Bei bestimmten Symptomkonstellationen können zusätzlich Medikamente helfen: Antiemetika wie Metoclopramid bei Erbrechen und Spasmolytika bei krampfartigen abdominellen Beschwerden. Meist genügt Metamizol mit seinen analgetischen und spasmolytischen Effekten. N-Butylscopolamin hilft ebenfalls, kann aber anticholinerge Nebenwirkungen wie Mundtrockenheit und Herzrasen hervorrufen.
Kein Loperamid bei blutigem Durchfall
Motilitätshemmer wie Loperamid sollte man nicht ohne triftigen Grund einsetzen. Die Hemmung der Darmperistaltik fördet u.U. eine starke Vermehrung der Erreger bzw. die Anreicherung von Bakterientoxinen. Außerdem stoppen die Motilitätshemmer die verstärkte Flüssigkeitssekretion in den Darm nicht, sodass sich trotz verminderter Stuhlgangfrequenz eine Exsikkose entwickeln kann.

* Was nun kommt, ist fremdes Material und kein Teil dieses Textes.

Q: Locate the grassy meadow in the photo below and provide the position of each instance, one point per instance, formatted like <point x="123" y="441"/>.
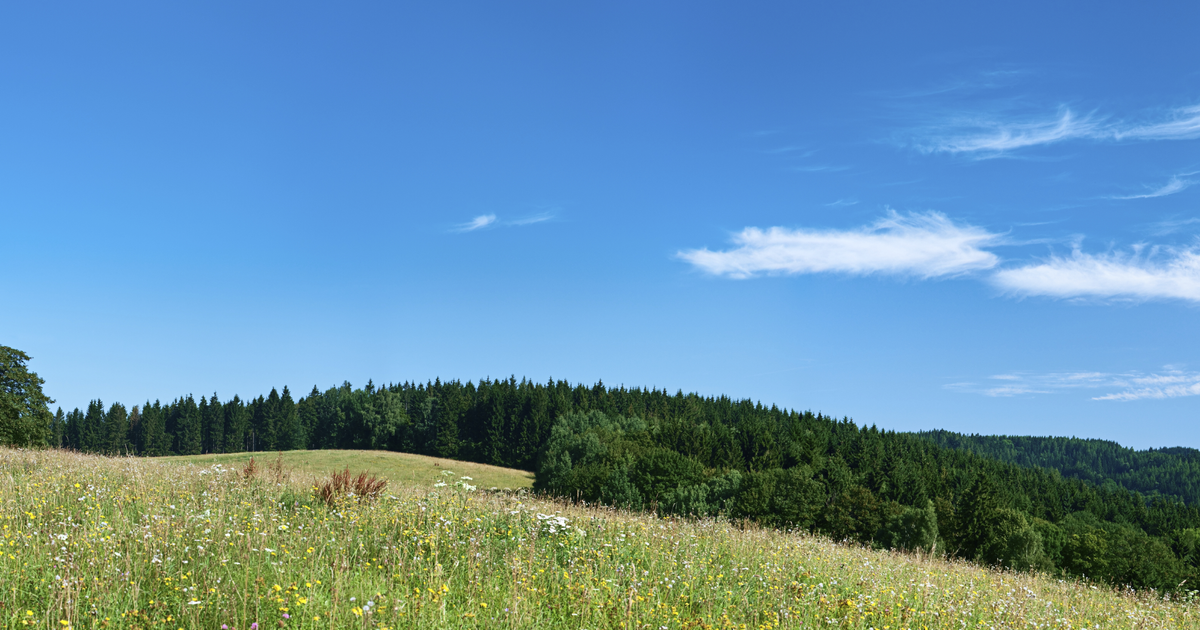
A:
<point x="154" y="544"/>
<point x="400" y="468"/>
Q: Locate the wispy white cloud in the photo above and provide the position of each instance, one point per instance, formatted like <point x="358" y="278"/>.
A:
<point x="1183" y="124"/>
<point x="532" y="219"/>
<point x="991" y="137"/>
<point x="484" y="221"/>
<point x="1144" y="274"/>
<point x="996" y="136"/>
<point x="1171" y="226"/>
<point x="924" y="245"/>
<point x="1174" y="185"/>
<point x="820" y="168"/>
<point x="479" y="222"/>
<point x="1169" y="383"/>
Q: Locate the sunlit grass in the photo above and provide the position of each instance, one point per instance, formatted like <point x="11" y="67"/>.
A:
<point x="397" y="467"/>
<point x="126" y="543"/>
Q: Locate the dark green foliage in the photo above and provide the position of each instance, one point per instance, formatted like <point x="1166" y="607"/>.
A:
<point x="25" y="417"/>
<point x="1173" y="472"/>
<point x="117" y="430"/>
<point x="909" y="528"/>
<point x="689" y="455"/>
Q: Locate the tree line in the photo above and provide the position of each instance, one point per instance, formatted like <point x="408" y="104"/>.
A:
<point x="693" y="455"/>
<point x="1171" y="472"/>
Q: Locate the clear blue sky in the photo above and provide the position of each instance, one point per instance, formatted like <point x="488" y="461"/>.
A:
<point x="957" y="216"/>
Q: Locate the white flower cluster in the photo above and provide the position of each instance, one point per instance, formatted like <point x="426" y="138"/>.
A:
<point x="555" y="523"/>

Hat der Patient dringende Verpflichtungen oder befindet er sich auf Reisen, darf er Loperamid ggf. über zwei Tage einnehmen – aber nur bei unblutigen Stühlen und Fieberfreiheit. Bei Shigellosen geht der Gebrauch von Motilitätshemmern mit prolongiertem Fieber, bei EHEC mit erhöhtem Risiko für ein hämolytisch-urämisches Syndrom und bei C.-difficile-Infektionen mit der Gefahr für ein toxisches Megakolon einher. Daher sind diese Substanzen bei blutiger Diarrhö oder bei Verdacht auf Clostridium difficile strikt kontraindiziert.
Eine Antibiotikatherapie empfiehlt sich nur in einer Minderheit der Fälle. Erwogen werden kann eine empirische Antibiotikagabe bei schwer erkrankten Patienten mit hoher Stuhlfrequenz (> 8/Tag), bei Immundefizienten, bei Patienten in hohem Alter oder bei relevanter Komorbidität. Als Mittel der Wahl wird zurzeit noch Ciprofloxacin empfohlen – allerdings steigt die Resistenzquote deutlich an. Als Alternative kommt Azithromycin (1 x 500 mg p.o. über drei Tage) in Betracht – oder die Einmalgabe anderer Fluorchinolone bzw. Makrolide.
Bei Salmonellen ggf. Resistenz prüfen
Diese Antibiotika sind prinzipiell auch bei nachgewiesenen Infektionen z.B. mit Campylobacter jejuni, Salmonellen, Shigellen und Yersinien indiziert (siehe Tabelle). Bei dieser gezielten Antibiotikagabe sollten die Stuhlproben mikrobiologisch untersucht und gegebenenfalls die Resistenzmuster überprüft werden.